Some on Broken Pieces, by Salle J. Sandlin

Of the many hundreds of articles my late godly mother wrote, none has moved me as deeply as this one.

If you feel your life is an irreversible series of hardships and disasters, this article is for you.


“And the rest, some on boards, and some on broken pieces of the ship. And so it came to pass, that they escaped all safe to land.”Acts 27:44

It is possible for broken things in our lives to rescue us in the end.

Every time I read this story in the life of Paul the Apostle, as recounted by his companion and physician, Luke, the whole near-death experience comes alive in my imagination. I see it all: the storm and wind, the waves, the crumbling, fragmenting ship; I hear the cries of despair and anguish and the one, lone voice shouting, “Be of good cheer, for I believe God!” Luke says that miraculously all them reached land, by either swimming, hanging onto boards from the ship, or against all odds,” clutching only mere pieces of the ship. Can you imagine how terrifying that must have been? I can. A splintered piece of wood is not much to hang onto, but I would remind you again, they all reached land.

The Christian life has often been compared to a ship voyage in both song and verse. Paul talks about Christians who are “…tossed to and fro, and carried about with every wind of doctrine…” (Eph. 4:14).
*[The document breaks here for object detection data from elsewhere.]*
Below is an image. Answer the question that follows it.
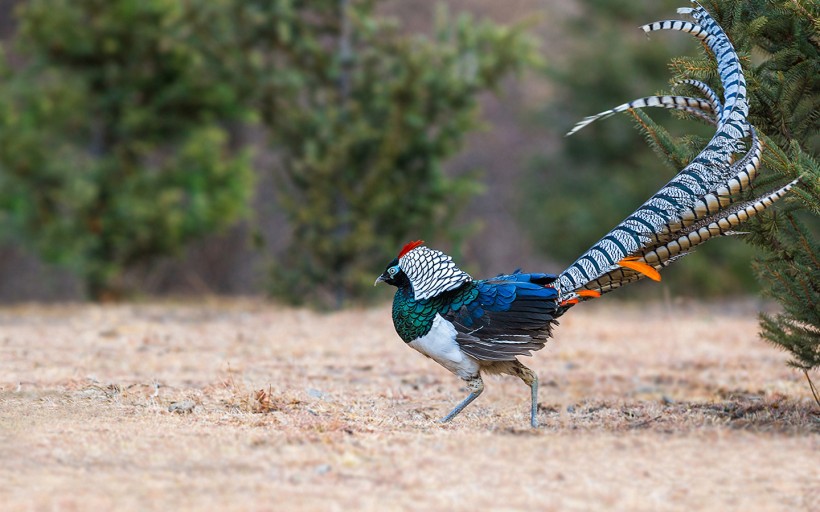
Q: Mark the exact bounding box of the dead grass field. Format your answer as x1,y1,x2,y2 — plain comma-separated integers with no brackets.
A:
0,301,820,511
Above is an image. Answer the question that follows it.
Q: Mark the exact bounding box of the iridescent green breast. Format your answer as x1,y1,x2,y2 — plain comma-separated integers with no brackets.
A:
393,282,478,343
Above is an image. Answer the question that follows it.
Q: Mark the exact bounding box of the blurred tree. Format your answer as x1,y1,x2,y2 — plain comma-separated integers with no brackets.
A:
224,0,536,307
0,0,252,299
521,0,756,297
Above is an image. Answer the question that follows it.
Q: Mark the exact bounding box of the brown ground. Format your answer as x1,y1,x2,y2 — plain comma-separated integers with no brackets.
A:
0,302,820,511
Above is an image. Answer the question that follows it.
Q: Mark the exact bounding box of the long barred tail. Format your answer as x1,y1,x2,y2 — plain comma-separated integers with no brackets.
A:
555,2,796,304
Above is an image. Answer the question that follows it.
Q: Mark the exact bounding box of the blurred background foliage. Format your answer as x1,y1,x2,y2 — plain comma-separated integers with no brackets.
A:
0,0,818,316
0,0,253,299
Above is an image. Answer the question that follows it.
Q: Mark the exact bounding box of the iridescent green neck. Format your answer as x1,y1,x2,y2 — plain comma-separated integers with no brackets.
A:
393,282,478,343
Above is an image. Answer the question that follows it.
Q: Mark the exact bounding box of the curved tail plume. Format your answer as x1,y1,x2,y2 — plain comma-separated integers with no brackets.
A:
555,2,796,304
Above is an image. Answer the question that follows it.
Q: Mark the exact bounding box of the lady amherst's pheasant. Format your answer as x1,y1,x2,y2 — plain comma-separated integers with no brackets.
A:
376,2,797,427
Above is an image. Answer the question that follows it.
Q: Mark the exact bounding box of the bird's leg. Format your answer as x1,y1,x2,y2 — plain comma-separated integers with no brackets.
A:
439,375,484,423
510,361,538,428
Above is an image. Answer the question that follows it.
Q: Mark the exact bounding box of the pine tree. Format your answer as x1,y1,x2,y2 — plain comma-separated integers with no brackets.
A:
231,0,535,307
624,0,820,377
521,0,756,298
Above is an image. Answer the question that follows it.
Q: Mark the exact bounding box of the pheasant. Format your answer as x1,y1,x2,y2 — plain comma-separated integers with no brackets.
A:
375,2,798,427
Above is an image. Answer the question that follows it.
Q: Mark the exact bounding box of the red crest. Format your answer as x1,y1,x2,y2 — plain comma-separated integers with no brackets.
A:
399,240,424,258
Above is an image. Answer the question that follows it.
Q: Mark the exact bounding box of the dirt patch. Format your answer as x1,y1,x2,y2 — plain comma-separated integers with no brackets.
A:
0,301,820,511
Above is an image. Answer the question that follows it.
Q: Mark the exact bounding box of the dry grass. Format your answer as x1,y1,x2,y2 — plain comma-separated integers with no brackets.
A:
0,302,820,511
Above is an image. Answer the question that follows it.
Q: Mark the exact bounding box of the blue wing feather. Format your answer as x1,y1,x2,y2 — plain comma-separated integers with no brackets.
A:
445,271,559,361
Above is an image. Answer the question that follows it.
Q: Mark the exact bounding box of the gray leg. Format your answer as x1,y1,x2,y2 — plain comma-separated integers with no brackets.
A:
439,375,484,423
512,361,538,428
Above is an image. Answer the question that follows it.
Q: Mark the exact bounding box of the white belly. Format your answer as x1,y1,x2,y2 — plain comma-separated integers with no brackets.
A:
408,315,479,379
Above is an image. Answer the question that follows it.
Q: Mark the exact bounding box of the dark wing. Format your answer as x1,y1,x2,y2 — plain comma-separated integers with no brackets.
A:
444,272,558,361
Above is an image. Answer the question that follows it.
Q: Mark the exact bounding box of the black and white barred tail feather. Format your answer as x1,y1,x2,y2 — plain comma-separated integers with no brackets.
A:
674,78,723,117
572,180,799,294
565,95,719,137
556,3,792,298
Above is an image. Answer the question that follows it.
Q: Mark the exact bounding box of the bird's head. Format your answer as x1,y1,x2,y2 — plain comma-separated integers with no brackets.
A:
373,240,424,288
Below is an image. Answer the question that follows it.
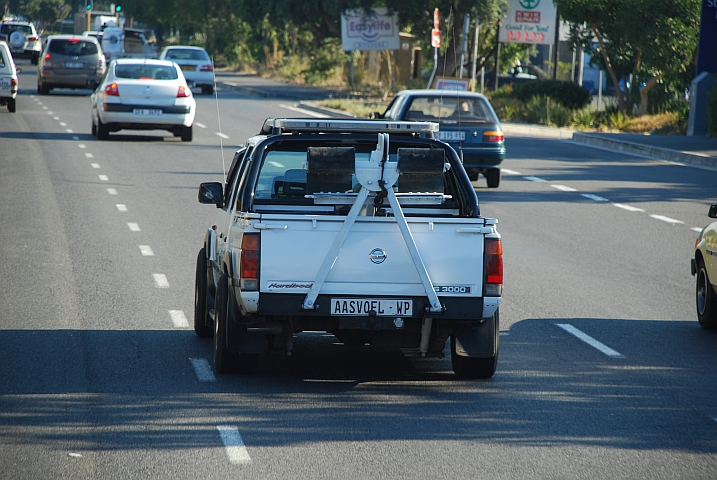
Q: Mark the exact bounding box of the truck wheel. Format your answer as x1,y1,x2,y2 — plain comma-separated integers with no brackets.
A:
695,260,717,330
194,248,214,338
214,273,259,373
451,310,500,379
485,168,500,188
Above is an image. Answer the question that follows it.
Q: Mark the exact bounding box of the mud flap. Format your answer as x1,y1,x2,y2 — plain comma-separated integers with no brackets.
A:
453,310,500,358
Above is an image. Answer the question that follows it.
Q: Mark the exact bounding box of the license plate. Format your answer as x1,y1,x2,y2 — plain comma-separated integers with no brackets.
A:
435,130,466,141
132,108,162,117
331,298,413,317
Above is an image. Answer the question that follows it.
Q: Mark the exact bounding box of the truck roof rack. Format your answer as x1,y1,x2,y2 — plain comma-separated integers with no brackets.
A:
259,118,438,138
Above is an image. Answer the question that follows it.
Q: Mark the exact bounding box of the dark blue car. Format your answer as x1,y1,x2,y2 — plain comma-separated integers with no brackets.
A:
379,90,505,188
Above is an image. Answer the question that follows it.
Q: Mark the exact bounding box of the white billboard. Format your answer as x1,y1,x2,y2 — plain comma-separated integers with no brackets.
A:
341,8,401,52
498,0,557,45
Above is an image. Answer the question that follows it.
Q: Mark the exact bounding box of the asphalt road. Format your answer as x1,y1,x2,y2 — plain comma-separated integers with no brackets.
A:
0,64,717,479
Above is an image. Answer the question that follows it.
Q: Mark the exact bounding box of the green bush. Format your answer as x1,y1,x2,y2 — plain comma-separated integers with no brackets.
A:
513,80,591,110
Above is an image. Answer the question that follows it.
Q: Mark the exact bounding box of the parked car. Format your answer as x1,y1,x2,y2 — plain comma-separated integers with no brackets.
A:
0,40,22,113
159,46,214,95
37,35,107,95
0,21,42,65
691,204,717,330
90,58,196,142
375,90,505,188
The great old gospel song, “Ship Ahoy” starts, “I was drifting away on life’s pitiless sea/And the angry waves threatened my ruin to be…” And I used to sing a rousing song of triumph by Ira Stanphill, that announced, “This old ship is tossing and turning/But I’m gonna make it through somehow.” It would seem to me, as in the story of Paul’s shipwreck, all reach that “heavenly shore” by the miracle of salvation through Jesus Christ, but some reach it clinging to broken pieces of their ship.

There are those who experience the ravages of broken health, so often the case in later life. At one time they were robust, vigorous, and untiring. Now they greet the nights with dread, and the mornings with foreboding. The normal winds and waves of life they handled quite well for so many years now seem unmanageable.

Others may suffer from a broken heart. Someone they loved was taken from them, either by distance or death. Or perhaps they were betrayed and cast aside by one in whom they placed great trust. The waves that sweep over them are filled with sadness and hurt; and they feel as bereft as Job, without family or friends.

Still others feel crushed with the aftermath of a broken reputation. They were sailing along in the breeze of praise and recognition, examples of usefulness and victory. Then came a gross “fall from grace.” Then the praise was turned to pity and the recognition to rejection, leaving only the sad epithet: “Their life is a shipwreck.”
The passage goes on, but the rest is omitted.